自分の場合はClaude CodeとGemini CLIを用いて電卓機能を持つChrome拡張を作ってみました。
勝手に自走して両者でアイデアを形にしてくれるのでほったらかしで終わります。
ChatGPTやGeminiでも良いと思うのですが、ローカル上に拡張機能に必要なファイルを生成してくれるので10分もかからないで終わってzip化したら終わりなので楽です。
ローカルで動作確認する場合は、ChromeのデベロッパーモードをONにして拡張機能に必要なファイルをまとめたフォルダを読み込むだけです。
3.社内課題解決の可能性について
Vibe Coding時代にChrome拡張と社内課題解決の相性は抜群だと感じています。
現在、取り組みとして下記の拡張機能をリリースしました。
- 業務フローA(従来)に対して2~4を拡張機能のボタン一つで自動化しました。
- KickFlowで申請を起案する。
- 取引先を入れるフォームと、コンプライアンスチェック済みなのか入力するフォームが分かれておりそれぞれ入力する(例としてコンプライアンスチェック時の証跡URL等)
- Googleスプレッドシートを見に行き、取引先がチェック済みか確認と証跡URLをコピー
- フォームに戻り、証跡URLを貼り付ける
自分自身も申請を上げる事が多く、割と煩わしかったので自動化したいなと
ちょうど20件ほど申請を上げる機会があったので使ってみたら移動・検索の手間が無くなりすごく楽になりました。
- 業務フローB(従来)に対しては拡張機能がバックグラウンドで承認有無と金額のチェックを行う事で2を省略しました。
- MoneyFowardで支払申請を出す
- 承認者は支払申請がKickFlowで承認済みであること、金額が正しい事を確認
- 承認する
いずれも小さな自動化や省力化ですが、全社規模で利用するツールなどに対しては
効果が高くなると想定しています。
このように拡張機能を使用することで、今まで以上に自動化などの工数削減系の課題解決や
それ以外にも応用ができると考えています。例えば、メール誤送信チェッカーなどは実は他社が
開発したものが無料で公開されていますが、開発先がいつ閉鎖するのか分かりませんし、変な
コードが組み込まれているかもしれません。それならば自分たちで開発した方がいいのではと思います。

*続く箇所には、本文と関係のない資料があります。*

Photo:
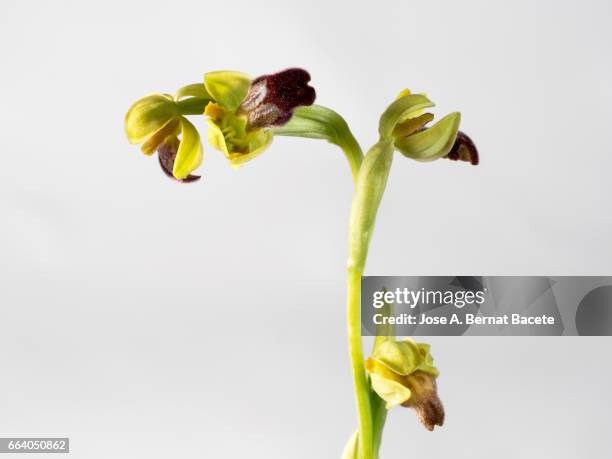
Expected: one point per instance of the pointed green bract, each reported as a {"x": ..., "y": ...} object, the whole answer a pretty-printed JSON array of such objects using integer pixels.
[
  {"x": 148, "y": 115},
  {"x": 433, "y": 143},
  {"x": 189, "y": 155},
  {"x": 318, "y": 122},
  {"x": 227, "y": 88},
  {"x": 351, "y": 449},
  {"x": 400, "y": 110}
]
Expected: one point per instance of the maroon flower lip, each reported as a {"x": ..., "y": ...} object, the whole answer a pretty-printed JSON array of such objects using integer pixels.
[
  {"x": 464, "y": 149},
  {"x": 166, "y": 154},
  {"x": 272, "y": 98}
]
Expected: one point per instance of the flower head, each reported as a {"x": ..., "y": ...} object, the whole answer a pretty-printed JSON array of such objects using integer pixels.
[
  {"x": 243, "y": 111},
  {"x": 407, "y": 123},
  {"x": 155, "y": 122},
  {"x": 402, "y": 373},
  {"x": 241, "y": 114}
]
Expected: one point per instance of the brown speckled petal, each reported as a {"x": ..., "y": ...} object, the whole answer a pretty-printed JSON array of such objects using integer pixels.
[
  {"x": 464, "y": 150},
  {"x": 272, "y": 98}
]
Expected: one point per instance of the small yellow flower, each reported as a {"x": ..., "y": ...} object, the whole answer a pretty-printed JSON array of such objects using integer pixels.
[
  {"x": 406, "y": 122},
  {"x": 155, "y": 122},
  {"x": 242, "y": 112},
  {"x": 402, "y": 373}
]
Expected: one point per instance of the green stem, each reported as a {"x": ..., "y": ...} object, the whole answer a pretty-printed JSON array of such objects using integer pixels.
[
  {"x": 379, "y": 415},
  {"x": 369, "y": 189},
  {"x": 360, "y": 381}
]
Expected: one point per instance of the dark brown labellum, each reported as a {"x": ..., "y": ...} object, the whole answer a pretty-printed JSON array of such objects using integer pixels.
[
  {"x": 272, "y": 98},
  {"x": 464, "y": 150},
  {"x": 424, "y": 399}
]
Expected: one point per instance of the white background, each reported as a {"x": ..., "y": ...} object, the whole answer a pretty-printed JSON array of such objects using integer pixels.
[{"x": 147, "y": 319}]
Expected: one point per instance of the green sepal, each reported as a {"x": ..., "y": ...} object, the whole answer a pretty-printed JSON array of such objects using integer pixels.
[
  {"x": 318, "y": 122},
  {"x": 189, "y": 155},
  {"x": 401, "y": 109},
  {"x": 433, "y": 143},
  {"x": 351, "y": 449},
  {"x": 147, "y": 115},
  {"x": 401, "y": 357},
  {"x": 390, "y": 391},
  {"x": 371, "y": 183},
  {"x": 193, "y": 90},
  {"x": 227, "y": 88}
]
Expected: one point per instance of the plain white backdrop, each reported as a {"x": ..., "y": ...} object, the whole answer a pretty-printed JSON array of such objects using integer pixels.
[{"x": 147, "y": 319}]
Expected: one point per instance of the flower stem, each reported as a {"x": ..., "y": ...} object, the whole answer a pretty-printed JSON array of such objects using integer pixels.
[{"x": 360, "y": 381}]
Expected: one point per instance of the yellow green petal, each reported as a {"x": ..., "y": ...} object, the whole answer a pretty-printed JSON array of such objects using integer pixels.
[
  {"x": 148, "y": 115},
  {"x": 189, "y": 155},
  {"x": 412, "y": 125},
  {"x": 433, "y": 143},
  {"x": 401, "y": 357},
  {"x": 400, "y": 110},
  {"x": 155, "y": 140},
  {"x": 192, "y": 90},
  {"x": 228, "y": 88},
  {"x": 216, "y": 139},
  {"x": 390, "y": 391},
  {"x": 257, "y": 147}
]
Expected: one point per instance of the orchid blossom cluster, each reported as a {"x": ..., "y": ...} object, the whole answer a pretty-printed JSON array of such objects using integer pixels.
[{"x": 243, "y": 116}]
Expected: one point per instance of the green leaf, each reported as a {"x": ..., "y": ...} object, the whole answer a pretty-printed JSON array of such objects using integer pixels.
[
  {"x": 371, "y": 183},
  {"x": 189, "y": 155},
  {"x": 318, "y": 122},
  {"x": 433, "y": 143},
  {"x": 228, "y": 88},
  {"x": 401, "y": 109}
]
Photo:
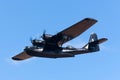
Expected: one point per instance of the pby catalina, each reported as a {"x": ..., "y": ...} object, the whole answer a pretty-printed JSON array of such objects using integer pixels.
[{"x": 51, "y": 45}]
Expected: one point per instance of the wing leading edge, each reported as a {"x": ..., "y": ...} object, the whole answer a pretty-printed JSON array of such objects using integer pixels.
[
  {"x": 21, "y": 56},
  {"x": 76, "y": 29}
]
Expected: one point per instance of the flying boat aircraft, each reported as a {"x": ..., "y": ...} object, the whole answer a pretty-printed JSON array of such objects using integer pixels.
[{"x": 51, "y": 46}]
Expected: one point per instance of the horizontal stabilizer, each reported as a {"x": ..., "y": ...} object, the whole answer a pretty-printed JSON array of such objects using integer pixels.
[{"x": 21, "y": 56}]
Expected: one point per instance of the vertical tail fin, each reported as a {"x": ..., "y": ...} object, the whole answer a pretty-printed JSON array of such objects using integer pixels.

バックエンドにAPI用のサーバーを用意しておいて、色々なやり取りに使える可能性も大いにあります。
生成AI時代こそ社内課題解決にChrome拡張の選択を入れてみるのもありです。
拡張機能を配布して気づいたポイント
- GWSのポリシー配布について
- インストール可能
- 自動でインストール
前者の場合は、バージョンアップ後のツールは展開されません。後者であればポリシー上の拡張機能をいったん削除して再登録すれば配布対象者は知らずにバージョンアップ後の拡張ツールに差し変わります。
- バージョンアップについて
- 不具合や機能追加でツールをアップデートする場合、再度zip化した拡張ファイルを登録・審査する必要があり、即座にリリースするという事ができなかったです。やり方はあるのかもしれませんが、過去のセキュリティに関する問題で厳格化されたのかもしれません。